A field-effect device having a multi-heterojunction using three semiconductor layers is disclosed in Esaki et al., "Polytype Superlattices and Multi-Heterojunctions", Japanese Journal of Applied Physics, Vol. 20, No. 7, (July, 1981), pps. L529-L532. In this device, by applying an external voltage to the specific semiconductor layer, the characteristic of this layer is changed between the semiconductor characteristic and the semimetallic characteristic. Carriers are accumulated in the well of potential thus generated in the semiconductor layer, thereby controlling the current flow along the longitudinal direction of the layer. According to the field-effect device by Esaki et al., however, the carriers are needed to get over the potential barrier caused between two layers in the ON-OFF (i.e. switching) operation mode, and it takes a long time to get over the potential barrier. As a result, there is a limitation for shortening of the switching operation time. Furthermore, in this device, it is impossible to realize the good current cut-off state (with zero current) corresponding to the OFF-state of the transistor.
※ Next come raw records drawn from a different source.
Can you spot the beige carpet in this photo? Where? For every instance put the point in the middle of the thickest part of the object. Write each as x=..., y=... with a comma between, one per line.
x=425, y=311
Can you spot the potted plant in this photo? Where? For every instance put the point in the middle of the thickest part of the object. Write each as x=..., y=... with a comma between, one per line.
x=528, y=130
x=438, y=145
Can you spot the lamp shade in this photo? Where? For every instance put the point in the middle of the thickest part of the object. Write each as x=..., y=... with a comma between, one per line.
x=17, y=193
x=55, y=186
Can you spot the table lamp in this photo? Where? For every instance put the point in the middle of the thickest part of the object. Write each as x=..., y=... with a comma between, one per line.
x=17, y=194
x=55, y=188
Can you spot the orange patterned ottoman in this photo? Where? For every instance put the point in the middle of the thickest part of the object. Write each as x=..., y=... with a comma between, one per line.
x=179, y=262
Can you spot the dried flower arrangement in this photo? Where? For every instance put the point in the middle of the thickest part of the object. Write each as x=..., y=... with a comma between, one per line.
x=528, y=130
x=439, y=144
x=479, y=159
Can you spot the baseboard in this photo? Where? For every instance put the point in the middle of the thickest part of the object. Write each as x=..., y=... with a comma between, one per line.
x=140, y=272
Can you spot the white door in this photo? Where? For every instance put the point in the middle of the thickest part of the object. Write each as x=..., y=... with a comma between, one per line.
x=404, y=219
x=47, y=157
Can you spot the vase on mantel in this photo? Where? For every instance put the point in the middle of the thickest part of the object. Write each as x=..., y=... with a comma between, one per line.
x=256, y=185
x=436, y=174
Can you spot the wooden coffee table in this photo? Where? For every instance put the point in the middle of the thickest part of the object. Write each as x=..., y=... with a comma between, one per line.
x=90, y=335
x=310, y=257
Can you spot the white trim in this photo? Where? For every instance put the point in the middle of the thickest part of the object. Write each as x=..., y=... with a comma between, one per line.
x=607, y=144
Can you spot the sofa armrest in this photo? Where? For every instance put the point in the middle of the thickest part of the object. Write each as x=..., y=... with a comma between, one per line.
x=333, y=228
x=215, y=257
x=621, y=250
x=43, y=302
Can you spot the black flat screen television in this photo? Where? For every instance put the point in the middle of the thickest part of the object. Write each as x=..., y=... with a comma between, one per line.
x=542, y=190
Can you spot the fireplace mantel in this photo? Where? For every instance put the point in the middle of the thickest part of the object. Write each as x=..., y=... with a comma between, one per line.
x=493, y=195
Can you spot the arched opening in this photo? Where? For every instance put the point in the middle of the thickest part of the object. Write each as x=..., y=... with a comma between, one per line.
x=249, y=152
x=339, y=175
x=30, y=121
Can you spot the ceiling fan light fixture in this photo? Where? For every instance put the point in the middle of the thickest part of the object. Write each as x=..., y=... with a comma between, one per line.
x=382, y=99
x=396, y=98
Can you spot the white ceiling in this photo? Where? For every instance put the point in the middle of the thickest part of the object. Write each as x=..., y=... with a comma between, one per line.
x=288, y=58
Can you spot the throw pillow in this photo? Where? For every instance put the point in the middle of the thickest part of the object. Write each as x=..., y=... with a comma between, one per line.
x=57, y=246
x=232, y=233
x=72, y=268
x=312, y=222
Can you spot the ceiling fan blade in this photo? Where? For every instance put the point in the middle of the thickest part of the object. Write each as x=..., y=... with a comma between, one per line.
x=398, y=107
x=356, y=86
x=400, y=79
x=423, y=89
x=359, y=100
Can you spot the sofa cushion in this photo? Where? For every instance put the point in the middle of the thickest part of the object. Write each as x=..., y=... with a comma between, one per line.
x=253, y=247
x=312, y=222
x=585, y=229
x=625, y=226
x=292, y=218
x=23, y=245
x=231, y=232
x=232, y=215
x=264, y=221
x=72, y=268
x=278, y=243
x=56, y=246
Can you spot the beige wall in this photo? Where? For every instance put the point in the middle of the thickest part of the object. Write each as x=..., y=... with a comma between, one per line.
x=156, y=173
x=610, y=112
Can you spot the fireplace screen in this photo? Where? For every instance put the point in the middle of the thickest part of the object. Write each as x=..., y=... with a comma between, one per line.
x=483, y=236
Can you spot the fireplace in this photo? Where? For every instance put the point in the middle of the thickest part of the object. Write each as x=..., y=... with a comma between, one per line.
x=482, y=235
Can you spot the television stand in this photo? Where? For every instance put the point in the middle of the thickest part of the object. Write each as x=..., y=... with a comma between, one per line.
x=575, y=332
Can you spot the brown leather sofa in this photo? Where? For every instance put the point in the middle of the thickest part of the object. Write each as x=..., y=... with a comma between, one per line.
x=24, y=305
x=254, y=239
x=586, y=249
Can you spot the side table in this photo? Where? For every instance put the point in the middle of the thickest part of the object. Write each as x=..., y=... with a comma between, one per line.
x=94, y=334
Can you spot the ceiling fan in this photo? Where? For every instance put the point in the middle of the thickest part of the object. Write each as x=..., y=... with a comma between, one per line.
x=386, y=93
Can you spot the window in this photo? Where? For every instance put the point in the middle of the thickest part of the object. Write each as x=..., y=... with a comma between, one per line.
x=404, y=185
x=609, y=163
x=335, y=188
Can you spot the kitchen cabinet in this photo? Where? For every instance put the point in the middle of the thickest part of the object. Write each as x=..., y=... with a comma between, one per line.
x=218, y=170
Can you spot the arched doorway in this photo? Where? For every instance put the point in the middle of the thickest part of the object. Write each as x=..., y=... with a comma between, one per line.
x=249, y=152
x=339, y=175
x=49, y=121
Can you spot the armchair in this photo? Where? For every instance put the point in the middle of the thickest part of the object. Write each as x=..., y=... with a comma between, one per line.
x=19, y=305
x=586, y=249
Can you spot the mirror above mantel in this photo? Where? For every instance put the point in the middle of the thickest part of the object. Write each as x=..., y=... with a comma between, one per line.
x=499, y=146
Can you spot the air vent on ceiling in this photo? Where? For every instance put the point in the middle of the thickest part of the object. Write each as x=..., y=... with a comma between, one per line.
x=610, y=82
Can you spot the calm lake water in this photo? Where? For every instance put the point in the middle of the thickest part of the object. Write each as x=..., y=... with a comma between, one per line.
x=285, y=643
According to a velocity-modulation transistor of Sakaki, "Velocity-Modulation Transistor", Japanese Journal of Applied Physics, Vol. 21, No. 6 (June, 1982), pps. L381-L383, two separate channels A, B having two different mobilities are formed between source and drain of the article, as shown in FIG. 1. By applying a voltage between the channels, the carriers are allowed to move in another channel having smaller mobility, thereby enabling to control of the current flowing between source and drain. However, according to Sakaki et al., the transistor is constructed in such a manner that (a small amount of) low-mobility carriers continue to flow in the channel in the current cut-off state (i.e., in the OFF-state of the transistor). Thus, it cannot be expected to provide good switching operation to selectively turn the current ON and OFF. According to the velocity-modulation transistor, the concept of turning the current ON and OFF (namely, the effort of setting N=0 in the second term of equation (2)) is not considered.